This is a cross-post of a question I asked today on StackExchange.
tl;dr I am trying to accurately benchmark some vectorized operations, and compare them between systems. But benchmarking is hard to do well, and I am getting inconsistent results: performance is switching, apparently randomly, between "slow" and "fast". Why?
Here is some code that benchmarks adding two packed arrays of size n
, where n
is just above a million. The timing is measured 5 times, to ensure consistency, then n
is increased a bit, then the summation is timed again, etc. The whole benchmark is repeated twice.
Table[
n = 1000000 + k;
SeedRandom[120];
a = RandomReal[1, n];
b = RandomReal[1, n];
{k, Table[First@RepeatedTiming[a + b;], {5}]},
{2}, {k, 20000, 200000, 20000}
]
The results are below. In each row, the first number is the array size, the rest are the 5 timings.
{{ {20000, {0.000799, 0.000801, 0.000797, 0.000804, 0.000800}},
{40000, {0.00224, 0.00225, 0.00223, 0.00224, 0.00223}},
{60000, {0.00226, 0.00226, 0.00227, 0.00226, 0.00226}},
{80000, {0.00229, 0.00229, 0.00229, 0.00229, 0.00229}},
{100000, {0.00087, 0.000868, 0.000874, 0.000873, 0.00089}},
{120000, {0.00235, 0.00236, 0.00235, 0.00236, 0.00235}},
{140000, {0.00240, 0.00240, 0.00240, 0.00239, 0.00240}},
{160000, {0.00245, 0.00246, 0.00245, 0.00246, 0.00245}},
{180000, {0.00097, 0.000964, 0.000965, 0.000961, 0.000963}},
{200000, {0.00255, 0.00258, 0.00254, 0.00256, 0.00254}}},
{{20000, {0.00224, 0.00224, 0.00224, 0.00220, 0.00221}},
{40000, {0.00224, 0.00224, 0.00223, 0.00224, 0.00223}},
{60000, {0.00227, 0.00227, 0.00227, 0.00226, 0.00227}},
{80000, {0.00234, 0.00235, 0.00233, 0.00230, 0.00230}},
{100000, {0.00233, 0.00232, 0.00232, 0.00233, 0.00233}},
{120000, {0.00234, 0.00238, 0.00235, 0.00239, 0.00237}},
{140000, {0.00238, 0.00238, 0.00238, 0.00238, 0.00238}},
{160000, {0.00247, 0.00245, 0.00245, 0.00246, 0.00245}},
{180000, {0.000965, 0.000961, 0.000962, 0.000967, 0.000968}},
{200000, {0.00254, 0.00259, 0.00255, 0.00254, 0.00254}}}}
Things to notice:
- The 5 timings for the same array are always consistent.
- The timings are generally proportional to the array size.
- However, I see some "fast" (about 0.0008 s) and some "slow" (about 0.002 s) timings.
- Between the two runs, it is not always the same array size that is fast. Look at 20,000, 80,000 and 180,000 in the first run and 180,000 in the second run. These change randomly between runs.
- "Slow" and "fast" differ by a very significant factor of about 2.5-2.6.
Why do I see this switching between fast and slow timing? What is causing it? It prevents me from getting consistent benchmark results.

The measurements were done with Mathematica 11.1.0 on a 2014 MacBook Pro (Intel(R) Core(TM) i7-4870HQ CPU @ 2.50GHz
, 4 cores) connected to AC power. Turbo Boost is disabled using this tool.

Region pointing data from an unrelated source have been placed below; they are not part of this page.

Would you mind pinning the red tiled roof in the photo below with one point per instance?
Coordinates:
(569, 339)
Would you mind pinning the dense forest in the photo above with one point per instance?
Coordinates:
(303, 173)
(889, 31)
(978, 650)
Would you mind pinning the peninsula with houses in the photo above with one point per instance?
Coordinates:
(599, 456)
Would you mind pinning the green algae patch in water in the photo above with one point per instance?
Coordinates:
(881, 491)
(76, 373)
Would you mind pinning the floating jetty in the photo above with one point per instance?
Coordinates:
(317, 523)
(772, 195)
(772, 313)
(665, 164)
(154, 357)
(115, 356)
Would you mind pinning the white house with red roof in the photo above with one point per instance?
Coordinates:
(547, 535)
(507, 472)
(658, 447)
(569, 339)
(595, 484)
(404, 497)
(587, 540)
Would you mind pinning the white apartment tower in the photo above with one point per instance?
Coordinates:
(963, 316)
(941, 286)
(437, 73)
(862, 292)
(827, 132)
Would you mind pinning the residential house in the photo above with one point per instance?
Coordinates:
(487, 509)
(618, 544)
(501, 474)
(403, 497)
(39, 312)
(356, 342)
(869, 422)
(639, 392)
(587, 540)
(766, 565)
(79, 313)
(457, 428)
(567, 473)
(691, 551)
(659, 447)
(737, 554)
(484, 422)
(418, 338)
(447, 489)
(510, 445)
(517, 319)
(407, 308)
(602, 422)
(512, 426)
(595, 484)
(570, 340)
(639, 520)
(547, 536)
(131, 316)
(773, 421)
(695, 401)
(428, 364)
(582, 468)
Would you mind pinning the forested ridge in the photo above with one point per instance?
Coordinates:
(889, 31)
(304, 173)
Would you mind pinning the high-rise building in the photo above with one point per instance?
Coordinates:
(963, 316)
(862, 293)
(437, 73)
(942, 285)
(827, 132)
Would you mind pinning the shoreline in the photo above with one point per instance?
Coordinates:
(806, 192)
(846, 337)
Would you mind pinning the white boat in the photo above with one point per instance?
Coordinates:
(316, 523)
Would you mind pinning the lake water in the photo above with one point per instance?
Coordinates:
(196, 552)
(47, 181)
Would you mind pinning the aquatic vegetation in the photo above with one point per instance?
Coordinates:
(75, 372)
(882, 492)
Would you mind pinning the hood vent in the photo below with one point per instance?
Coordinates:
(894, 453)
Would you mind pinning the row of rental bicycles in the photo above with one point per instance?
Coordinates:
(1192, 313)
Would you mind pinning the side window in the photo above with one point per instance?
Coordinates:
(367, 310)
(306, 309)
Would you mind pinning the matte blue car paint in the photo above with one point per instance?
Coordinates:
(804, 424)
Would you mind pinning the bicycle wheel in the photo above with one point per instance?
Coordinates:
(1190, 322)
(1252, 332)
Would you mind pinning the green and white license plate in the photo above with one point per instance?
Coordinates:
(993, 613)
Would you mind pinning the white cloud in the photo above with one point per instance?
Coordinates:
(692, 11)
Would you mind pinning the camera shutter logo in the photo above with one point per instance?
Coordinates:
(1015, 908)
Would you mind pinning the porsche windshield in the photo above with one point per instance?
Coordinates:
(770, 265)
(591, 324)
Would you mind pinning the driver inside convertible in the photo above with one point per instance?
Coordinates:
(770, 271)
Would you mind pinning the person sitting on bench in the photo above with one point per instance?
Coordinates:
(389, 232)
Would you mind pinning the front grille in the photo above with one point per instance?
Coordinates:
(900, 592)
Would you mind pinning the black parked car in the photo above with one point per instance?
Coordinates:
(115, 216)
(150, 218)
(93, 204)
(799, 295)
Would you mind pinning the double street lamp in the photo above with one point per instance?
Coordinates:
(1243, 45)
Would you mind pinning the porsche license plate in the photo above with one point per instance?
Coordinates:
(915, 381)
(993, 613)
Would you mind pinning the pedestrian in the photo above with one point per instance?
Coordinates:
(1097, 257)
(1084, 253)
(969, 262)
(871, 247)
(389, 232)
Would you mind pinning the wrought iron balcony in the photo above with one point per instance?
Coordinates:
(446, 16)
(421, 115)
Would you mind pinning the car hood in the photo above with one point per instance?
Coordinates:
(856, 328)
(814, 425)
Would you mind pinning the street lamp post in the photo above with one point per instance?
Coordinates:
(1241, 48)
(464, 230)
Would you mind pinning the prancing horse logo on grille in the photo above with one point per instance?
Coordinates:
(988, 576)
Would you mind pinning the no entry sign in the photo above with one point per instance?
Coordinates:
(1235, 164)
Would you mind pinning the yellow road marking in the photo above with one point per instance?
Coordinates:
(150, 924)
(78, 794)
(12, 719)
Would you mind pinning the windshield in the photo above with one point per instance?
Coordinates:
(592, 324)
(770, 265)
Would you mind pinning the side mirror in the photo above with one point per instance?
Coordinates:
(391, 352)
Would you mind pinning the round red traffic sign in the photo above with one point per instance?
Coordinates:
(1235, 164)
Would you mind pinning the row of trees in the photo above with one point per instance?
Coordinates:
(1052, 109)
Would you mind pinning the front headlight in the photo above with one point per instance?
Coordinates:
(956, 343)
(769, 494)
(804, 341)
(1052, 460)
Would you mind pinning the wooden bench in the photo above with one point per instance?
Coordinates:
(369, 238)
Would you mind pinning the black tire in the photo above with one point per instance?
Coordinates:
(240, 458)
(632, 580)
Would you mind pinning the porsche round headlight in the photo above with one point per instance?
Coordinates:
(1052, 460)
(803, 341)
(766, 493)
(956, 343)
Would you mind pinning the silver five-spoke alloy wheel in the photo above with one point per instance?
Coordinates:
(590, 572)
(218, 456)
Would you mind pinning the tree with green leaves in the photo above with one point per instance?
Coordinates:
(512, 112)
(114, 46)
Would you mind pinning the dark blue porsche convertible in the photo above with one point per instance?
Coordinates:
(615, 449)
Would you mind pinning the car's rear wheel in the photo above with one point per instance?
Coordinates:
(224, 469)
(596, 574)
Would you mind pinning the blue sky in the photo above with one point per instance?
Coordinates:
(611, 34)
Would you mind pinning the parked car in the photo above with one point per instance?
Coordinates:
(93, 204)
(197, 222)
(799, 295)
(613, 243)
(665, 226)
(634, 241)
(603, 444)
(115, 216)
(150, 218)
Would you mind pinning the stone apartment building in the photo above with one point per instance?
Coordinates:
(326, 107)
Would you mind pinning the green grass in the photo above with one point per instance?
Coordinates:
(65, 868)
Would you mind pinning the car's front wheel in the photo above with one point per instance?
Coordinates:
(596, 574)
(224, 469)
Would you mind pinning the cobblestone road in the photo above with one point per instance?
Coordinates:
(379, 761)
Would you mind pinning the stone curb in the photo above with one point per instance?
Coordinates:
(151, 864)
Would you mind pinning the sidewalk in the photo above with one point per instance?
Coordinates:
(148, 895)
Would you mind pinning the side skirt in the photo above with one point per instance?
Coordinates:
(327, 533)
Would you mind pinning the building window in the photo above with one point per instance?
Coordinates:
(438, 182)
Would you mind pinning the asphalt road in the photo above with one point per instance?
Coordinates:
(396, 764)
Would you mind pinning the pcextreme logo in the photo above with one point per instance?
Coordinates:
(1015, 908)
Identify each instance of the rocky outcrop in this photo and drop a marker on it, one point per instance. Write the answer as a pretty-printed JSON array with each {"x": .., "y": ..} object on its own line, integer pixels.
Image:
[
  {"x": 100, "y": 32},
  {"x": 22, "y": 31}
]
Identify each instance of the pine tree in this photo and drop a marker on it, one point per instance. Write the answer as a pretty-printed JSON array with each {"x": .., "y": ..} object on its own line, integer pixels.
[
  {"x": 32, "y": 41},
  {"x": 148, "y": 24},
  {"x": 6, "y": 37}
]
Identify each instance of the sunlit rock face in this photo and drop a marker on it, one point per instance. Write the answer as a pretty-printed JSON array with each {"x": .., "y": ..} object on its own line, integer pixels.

I closed other programs as much as possible (but there are always many background tasks on a modern OS).
You might think that such short timings are not relevant in real-world applications. But remember that RepeatedTiming
repeats the operation enough times to run for at least a second. I still get some fast timings if I increase this to as many as 15 seconds, or if I run the test many times consecutively.
I compared RepeatedTiming
with AbsoluteTiming@Do[..., {bigNumber}]
, and there is no difference (other than the occasional fast-slow switching).
I noticed that longer arrays are less likely to produce fast timings than shorter ones, but I am not sure. I also noticed that running a long one tends to cause the subsequent short one to be slow again. Due to the fickle nature of the results, it is hard to be sure about these things.
On first sight, this may not look like a Mathematica question. But benchmarking is hard, and many things can go wrong. If I post it on another site, people may rightfully suspect that it is something specific to Mathematica that is causing it.
I believe that vector arithmetic is parallelized in Mathematica. There is an interesting talk here by Mark Sofroniou from WTC2016, which also discusses how the stragety used to distribute parlallel threads between cores can have a significant impact on performance.